I deleted my blog in the hopes that I could run away from the very thing that God called me to- talking about my abuse. It is such a thing to deny one’s call amidst the notion that the call is inextricably tied to suffering. Most people understand suffering in the context of misery and pain and not in the light in which Christ bathes it. Shunned is the man who walks away from the light. This man indeed calls himself a Christian.
In the arms of the gospel, Christ’s soldiers falter for just an ounce of understanding, for one inkling of His mind. And when we spend enough time on the one word, or the one story that particularly convicts us, its uncomfortable sway leads us to continue on as if we never read it. Such for me was the parable of the Dishonest Steward found in Luke’s gospel Chapter 16. It took me ten times to read it, and hours of rage to understand it. I wanted it to come easy, like this is what he says I read it let’s move on. Like that run on sentence. Like we read, move on with our day, we completed one-third of our day, I got it Jesus. But today was different. With the day off and imminent silence, the frustration of His words led to a rush of trying to understand Him. And that led to an Aha moment, which in turn led to this post.
It was the commentary from MacLaren that pierced me, opening wide the gaping wound sewed up with the consolation of knowing He was behind them,
Let God be Your End
He was talking about applying the same success used in the world as being the same success we should use in Christianity. He goes on further to say,
“And let there be a correspondence between your end and your means. That signifies, ‘Thou shalt love the Lord thy God with all thy heart, and with all thy soul, and with all thy strength, and with all they mind.’ Or else when everything comes to be squared up and settled, the epitaph on your gravestone will deservedly be. ‘Thou fool!”

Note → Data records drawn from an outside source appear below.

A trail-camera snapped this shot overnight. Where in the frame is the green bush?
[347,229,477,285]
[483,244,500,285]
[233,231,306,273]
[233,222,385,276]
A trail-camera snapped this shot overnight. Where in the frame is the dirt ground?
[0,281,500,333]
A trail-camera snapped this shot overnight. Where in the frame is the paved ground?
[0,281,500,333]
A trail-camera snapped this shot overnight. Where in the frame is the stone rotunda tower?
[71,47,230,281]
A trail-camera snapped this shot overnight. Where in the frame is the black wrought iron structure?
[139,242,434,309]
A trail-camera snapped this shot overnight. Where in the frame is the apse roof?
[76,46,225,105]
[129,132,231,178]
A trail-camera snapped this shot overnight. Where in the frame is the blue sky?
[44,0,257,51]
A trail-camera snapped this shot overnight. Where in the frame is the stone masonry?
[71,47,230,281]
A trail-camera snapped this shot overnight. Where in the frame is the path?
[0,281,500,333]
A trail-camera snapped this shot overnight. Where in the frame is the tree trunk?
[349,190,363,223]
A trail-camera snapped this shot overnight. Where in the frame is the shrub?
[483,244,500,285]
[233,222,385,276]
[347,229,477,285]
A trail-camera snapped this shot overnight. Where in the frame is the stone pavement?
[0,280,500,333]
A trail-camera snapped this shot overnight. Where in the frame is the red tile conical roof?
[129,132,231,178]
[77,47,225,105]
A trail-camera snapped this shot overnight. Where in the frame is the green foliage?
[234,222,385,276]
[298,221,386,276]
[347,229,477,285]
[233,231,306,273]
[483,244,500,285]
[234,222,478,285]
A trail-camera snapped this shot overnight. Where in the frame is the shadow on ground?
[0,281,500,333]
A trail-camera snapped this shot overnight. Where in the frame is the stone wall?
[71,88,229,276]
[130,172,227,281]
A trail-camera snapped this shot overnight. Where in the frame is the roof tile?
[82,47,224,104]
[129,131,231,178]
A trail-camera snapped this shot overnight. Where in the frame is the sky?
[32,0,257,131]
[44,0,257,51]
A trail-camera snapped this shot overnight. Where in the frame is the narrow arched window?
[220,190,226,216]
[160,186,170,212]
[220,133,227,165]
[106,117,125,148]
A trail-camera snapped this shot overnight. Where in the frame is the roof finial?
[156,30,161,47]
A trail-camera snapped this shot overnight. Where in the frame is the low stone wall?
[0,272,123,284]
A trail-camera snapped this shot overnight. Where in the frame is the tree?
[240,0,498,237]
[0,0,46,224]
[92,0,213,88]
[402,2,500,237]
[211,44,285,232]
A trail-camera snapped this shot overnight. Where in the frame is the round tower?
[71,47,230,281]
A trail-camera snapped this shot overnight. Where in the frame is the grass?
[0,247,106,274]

When we find success in the world, we find it at the expense of another, at the expense of ourselves. Our means to an end are for our own self-fulfillment, our monetary gain, our own name recognition. We may not recognize it and so then it is simply a matter of time until we do. But when Christ lifts the veil from our eyes as He did today for me, I realize that I am tired and broken because my perseverance has been weighed down in the worldly definitions of success rather than in the context of the Kingdom. My shrewdness has been capitulated to the world, shrouded in defeat of the success I thought I wanted or needed to attain. So I say no not #metoo, I say instead #whynotme. For those of us who have suffered at the hands of our abusers but who find our solace in Christ. For those of us who are not recognized by Hollywood or by professional sports leagues. For those of us who are not rich or famous. This is perseverance in the kingdom of God- recognizing our abuse as a platform for Christ’s message of forgiveness, mercy and redemption through Him who gives suffering a meaning and a name. Who gave me my name- Melissa, servant of Jesus.